In the end, all of this goes back to a fundamental truth about the Trump Administration. For months now, political analysts have wondered if one event or another will be the point at which Trump will pivot away from the way he’s been acting and settle down to being President. This is the same question that people asked during the course of the Presidential campaign every time Trump the candidate said or did something controversial. Inevitably, of course, Trump did not pivot, and even the addition of a retired Marine General to the West Wing has led him to pivot this time around. That isn’t entirely surprising, of course. Trump has been acting this way since he first burst onto the media scene some thirty years ago. At more than seventy years old, he’s quite simply not going to change now and that means the Trump Administration isn’t going to change. The problem with the Trump Administration wasn’t Sean Spicer, Reince Priebus, Anthony Scaramucci, Steve Bannon, or Sebastian Gorka.
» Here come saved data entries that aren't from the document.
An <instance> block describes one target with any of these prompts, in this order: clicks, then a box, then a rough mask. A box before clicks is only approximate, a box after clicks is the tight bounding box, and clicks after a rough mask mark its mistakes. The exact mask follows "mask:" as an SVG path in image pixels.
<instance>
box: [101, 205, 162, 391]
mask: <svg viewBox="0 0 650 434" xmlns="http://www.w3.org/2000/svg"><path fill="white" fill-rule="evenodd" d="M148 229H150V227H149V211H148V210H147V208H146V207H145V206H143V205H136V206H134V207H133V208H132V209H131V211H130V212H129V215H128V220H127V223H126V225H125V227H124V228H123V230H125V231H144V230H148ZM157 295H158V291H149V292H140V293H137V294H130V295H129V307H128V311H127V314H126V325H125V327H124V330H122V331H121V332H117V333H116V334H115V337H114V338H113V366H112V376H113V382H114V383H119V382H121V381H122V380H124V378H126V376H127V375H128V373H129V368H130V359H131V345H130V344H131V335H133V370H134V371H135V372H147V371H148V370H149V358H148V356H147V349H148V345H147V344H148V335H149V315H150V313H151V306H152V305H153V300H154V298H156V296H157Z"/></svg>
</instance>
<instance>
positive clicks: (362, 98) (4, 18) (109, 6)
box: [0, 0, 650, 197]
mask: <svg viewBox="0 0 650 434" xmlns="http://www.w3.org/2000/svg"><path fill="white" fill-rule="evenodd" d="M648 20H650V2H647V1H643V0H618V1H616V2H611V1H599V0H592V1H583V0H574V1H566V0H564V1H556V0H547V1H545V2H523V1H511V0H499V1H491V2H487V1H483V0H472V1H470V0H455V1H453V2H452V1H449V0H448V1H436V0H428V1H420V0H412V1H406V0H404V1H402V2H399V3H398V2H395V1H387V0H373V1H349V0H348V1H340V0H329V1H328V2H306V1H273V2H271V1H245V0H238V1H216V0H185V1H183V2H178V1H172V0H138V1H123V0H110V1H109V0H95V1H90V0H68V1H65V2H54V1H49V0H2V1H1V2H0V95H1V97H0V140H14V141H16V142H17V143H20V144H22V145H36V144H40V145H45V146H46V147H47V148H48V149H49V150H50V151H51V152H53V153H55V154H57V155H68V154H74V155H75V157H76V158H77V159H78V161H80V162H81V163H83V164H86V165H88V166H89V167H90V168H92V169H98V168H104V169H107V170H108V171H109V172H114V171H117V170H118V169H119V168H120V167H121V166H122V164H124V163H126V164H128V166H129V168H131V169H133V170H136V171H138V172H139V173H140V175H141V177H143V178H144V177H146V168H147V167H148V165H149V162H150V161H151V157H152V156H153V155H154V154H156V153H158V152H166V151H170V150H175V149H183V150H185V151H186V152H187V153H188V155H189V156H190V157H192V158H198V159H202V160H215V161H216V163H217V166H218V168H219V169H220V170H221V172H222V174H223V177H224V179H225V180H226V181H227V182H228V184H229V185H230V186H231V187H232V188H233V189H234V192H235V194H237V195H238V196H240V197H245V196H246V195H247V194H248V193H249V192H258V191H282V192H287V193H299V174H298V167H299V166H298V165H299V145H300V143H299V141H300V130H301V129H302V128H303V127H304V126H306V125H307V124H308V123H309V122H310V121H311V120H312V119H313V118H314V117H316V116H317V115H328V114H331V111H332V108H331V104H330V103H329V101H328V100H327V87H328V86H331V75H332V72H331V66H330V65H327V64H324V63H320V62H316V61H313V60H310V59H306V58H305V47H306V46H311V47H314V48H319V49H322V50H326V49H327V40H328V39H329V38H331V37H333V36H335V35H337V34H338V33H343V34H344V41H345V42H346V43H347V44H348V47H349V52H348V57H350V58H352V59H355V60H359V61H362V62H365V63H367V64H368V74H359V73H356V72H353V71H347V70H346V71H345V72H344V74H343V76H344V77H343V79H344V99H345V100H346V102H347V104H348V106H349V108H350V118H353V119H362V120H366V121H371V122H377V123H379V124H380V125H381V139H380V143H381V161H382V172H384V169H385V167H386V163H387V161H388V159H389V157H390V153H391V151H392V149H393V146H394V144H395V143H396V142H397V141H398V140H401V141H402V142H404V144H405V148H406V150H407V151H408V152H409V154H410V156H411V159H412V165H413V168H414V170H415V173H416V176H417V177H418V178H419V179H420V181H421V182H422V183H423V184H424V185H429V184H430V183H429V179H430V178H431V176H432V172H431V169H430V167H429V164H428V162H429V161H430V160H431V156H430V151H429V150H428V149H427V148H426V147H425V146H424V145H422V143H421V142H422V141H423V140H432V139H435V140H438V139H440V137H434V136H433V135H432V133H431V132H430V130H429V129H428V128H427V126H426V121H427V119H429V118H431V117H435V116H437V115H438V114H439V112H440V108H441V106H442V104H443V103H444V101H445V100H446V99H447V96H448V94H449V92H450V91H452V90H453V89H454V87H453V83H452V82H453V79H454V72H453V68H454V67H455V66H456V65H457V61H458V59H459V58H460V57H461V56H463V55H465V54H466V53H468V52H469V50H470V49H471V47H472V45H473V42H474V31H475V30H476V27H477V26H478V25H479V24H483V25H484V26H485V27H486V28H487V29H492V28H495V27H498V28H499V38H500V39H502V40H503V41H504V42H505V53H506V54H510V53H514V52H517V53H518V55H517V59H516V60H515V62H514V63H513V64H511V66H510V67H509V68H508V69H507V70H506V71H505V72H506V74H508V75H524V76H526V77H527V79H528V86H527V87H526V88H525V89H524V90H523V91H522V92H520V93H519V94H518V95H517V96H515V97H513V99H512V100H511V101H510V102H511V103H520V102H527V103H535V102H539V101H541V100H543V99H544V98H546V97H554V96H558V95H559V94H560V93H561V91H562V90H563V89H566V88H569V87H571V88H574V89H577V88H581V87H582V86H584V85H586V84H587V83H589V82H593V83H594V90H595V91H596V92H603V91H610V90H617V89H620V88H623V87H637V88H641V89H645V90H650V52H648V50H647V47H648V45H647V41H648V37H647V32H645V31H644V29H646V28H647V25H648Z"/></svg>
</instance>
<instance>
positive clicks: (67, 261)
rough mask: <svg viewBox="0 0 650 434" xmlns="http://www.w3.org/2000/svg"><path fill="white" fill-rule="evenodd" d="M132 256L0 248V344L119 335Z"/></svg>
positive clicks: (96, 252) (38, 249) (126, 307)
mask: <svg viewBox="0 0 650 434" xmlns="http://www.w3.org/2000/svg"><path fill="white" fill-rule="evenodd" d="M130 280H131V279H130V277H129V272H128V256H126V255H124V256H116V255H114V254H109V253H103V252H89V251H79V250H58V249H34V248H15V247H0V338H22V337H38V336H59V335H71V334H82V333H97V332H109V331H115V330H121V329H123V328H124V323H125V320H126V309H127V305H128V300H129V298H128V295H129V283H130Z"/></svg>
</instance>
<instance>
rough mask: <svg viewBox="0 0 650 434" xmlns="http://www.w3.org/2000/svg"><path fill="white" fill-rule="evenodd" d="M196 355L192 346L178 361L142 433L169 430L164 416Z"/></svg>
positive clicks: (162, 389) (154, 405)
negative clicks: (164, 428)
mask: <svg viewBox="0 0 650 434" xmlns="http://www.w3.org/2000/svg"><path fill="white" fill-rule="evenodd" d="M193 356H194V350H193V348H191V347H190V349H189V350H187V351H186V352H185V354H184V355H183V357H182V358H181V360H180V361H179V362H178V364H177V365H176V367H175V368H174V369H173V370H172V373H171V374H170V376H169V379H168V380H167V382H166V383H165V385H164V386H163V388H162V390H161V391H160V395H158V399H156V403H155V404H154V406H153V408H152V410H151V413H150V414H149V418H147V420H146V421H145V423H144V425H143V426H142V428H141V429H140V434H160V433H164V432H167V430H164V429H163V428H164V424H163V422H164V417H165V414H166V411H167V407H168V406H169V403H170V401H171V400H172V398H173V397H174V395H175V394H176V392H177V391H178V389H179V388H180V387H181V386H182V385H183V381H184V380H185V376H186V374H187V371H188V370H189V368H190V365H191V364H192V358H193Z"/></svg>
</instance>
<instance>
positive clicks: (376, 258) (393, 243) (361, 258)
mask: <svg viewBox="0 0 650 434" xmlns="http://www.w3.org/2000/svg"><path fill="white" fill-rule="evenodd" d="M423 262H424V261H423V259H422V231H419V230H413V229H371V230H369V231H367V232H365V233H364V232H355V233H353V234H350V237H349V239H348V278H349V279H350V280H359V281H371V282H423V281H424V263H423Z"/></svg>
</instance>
The problem with the Trump White House is Donald Trump himself, and as long as he’s there the problems are going to be the Administration’s default position. Kelly can continue his efforts to try to change that, but they aren’t going to succeed, and it’s most likely inevitable that Kelly and Trump are going to clash going forward. The only real question is how long Kelly lasts before he either quits in frustration over not being able to do his job or Trump fires him.